In recent years, Mathematical Finance has witnessed the emergence of new research directions spurred by developments of financial markets, technological advances, and societal challenges. On the one hand, financial markets have seen the introduction of new financial products, regulatory frameworks, and trading infrastructures. On the other hand, artificial intelligence and machine learning techniques are introducing revolutionary changes in numerical methods in finance, overcoming computational challenges considered insurmountable until recently. In addition, new types of risks, such as climate-related and cyber-risks, have gained prominence, significantly impacting financial institutions and society at large.

This special issue on Recent Advances in Mathematical Methods for Finance provides a comprehensive overview of some of the latest developments in Mathematical Finance. We decided to launch this special issue on the occasion of the 10th General AMaMeF Conference, organised by the Guest Editors at the University of Padova and held in a virtual format on June 22–25, 2021. AMaMeF is the acronym for Advanced Mathematical Methods for Finance, and was born as a programme network of the European Science Foundation from 2005 to 2010, under the Sixth Framework Program for research and technological development of the European Union. AMaMeF now represents a European network of research promoting the exchange and diffusion of knowledge in the field of Mathematical Finance, spanning more than 20 countries. The biannual general conference stands as the flagship event of the AMaMeF network. The 10th General AMaMeF Conference spanned a broad range of topics in mathematical finance, including algorithmic trading and financial technologies, asset pricing under market frictions, collateralization and XVA, credit risk and interest rate modeling, energy and commodity markets, equilibrium and principal-agents models, climate risk, green and sustainable finance, machine learning and computational methods in finance, market microstructure, mean-field games and McKean–Vlasov equations, model uncertainty, model risk and robust finance, risk measures, stochastic control and portfolio optimization, stochastic volatility modeling, systemic risk and financial networks. These topics were specifically targeted by the call for papers for the special issue, which was open to the entire scientific community and not restricted to papers presented at the conference.
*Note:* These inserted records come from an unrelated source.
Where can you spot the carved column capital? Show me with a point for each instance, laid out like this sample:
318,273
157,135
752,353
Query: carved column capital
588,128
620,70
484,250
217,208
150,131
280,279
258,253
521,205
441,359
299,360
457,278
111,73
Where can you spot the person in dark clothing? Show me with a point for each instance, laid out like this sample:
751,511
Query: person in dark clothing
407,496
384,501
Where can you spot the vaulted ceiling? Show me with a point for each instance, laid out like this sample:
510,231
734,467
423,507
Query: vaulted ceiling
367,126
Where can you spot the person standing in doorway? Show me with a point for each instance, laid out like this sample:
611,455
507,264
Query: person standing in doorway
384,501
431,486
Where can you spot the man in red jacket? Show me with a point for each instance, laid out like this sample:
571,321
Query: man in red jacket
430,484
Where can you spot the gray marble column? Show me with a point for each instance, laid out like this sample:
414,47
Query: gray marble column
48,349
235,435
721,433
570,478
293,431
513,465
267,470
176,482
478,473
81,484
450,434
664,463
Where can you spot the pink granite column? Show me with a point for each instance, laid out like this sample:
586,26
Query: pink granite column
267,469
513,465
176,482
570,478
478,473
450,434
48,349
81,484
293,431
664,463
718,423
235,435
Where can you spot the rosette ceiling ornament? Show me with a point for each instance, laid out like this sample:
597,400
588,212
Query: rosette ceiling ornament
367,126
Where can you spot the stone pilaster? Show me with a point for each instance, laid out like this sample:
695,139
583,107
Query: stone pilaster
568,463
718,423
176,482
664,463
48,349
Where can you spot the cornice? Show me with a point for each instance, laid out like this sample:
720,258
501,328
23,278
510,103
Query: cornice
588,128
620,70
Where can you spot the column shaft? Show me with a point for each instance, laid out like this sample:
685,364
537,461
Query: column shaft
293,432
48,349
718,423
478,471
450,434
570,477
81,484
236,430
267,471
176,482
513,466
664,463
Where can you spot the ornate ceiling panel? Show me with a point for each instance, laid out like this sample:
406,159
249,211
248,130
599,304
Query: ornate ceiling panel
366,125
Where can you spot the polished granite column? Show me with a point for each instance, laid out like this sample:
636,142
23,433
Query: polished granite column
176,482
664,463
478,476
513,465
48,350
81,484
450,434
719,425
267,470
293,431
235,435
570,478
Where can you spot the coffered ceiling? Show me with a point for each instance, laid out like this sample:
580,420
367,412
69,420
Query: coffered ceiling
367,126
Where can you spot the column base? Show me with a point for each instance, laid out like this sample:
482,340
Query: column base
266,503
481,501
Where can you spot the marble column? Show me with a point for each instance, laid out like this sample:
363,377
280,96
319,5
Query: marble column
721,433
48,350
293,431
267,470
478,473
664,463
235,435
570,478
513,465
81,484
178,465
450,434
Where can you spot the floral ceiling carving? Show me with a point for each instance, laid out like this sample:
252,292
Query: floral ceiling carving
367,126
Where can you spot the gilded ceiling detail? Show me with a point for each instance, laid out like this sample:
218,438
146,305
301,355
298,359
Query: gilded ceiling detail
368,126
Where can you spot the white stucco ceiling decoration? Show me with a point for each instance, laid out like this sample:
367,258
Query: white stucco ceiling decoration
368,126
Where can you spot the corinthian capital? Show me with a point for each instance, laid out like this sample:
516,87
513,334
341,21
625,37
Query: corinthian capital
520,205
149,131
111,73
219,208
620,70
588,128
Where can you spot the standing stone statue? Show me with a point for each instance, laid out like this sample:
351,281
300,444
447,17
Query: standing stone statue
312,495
The special issue contains 44 papers, which underwent a rigorous peer review process under the supervision of the Guest Editors. Coherently with the title of the special issue, in the selection of the submitted papers emphasis was placed on the originality and interest of the mathematical methods employed, alongside the relevance of their financial applications. The selected papers encompass theoretical contributions as well as more applied research, offering a comprehensive view of promising research directions in mathematical finance.

We are thankful to Prof. Endre Boros, Editor-in-Chief of Annals of Operations Research, for giving us the opportunity to edit this special issue and to the Springer staff for their assistance throughout the production process. We are grateful to the referees for their valuable feedback and constructive criticisms, which aided in the selection of the submissions and enhanced the quality of accepted papers. Finally, our most sincere gratitude goes to the authors of the submitted papers, for contributing their work to this special issue. We hope that this collection of papers will stimulate further research on several emerging topics in Mathematical Finance.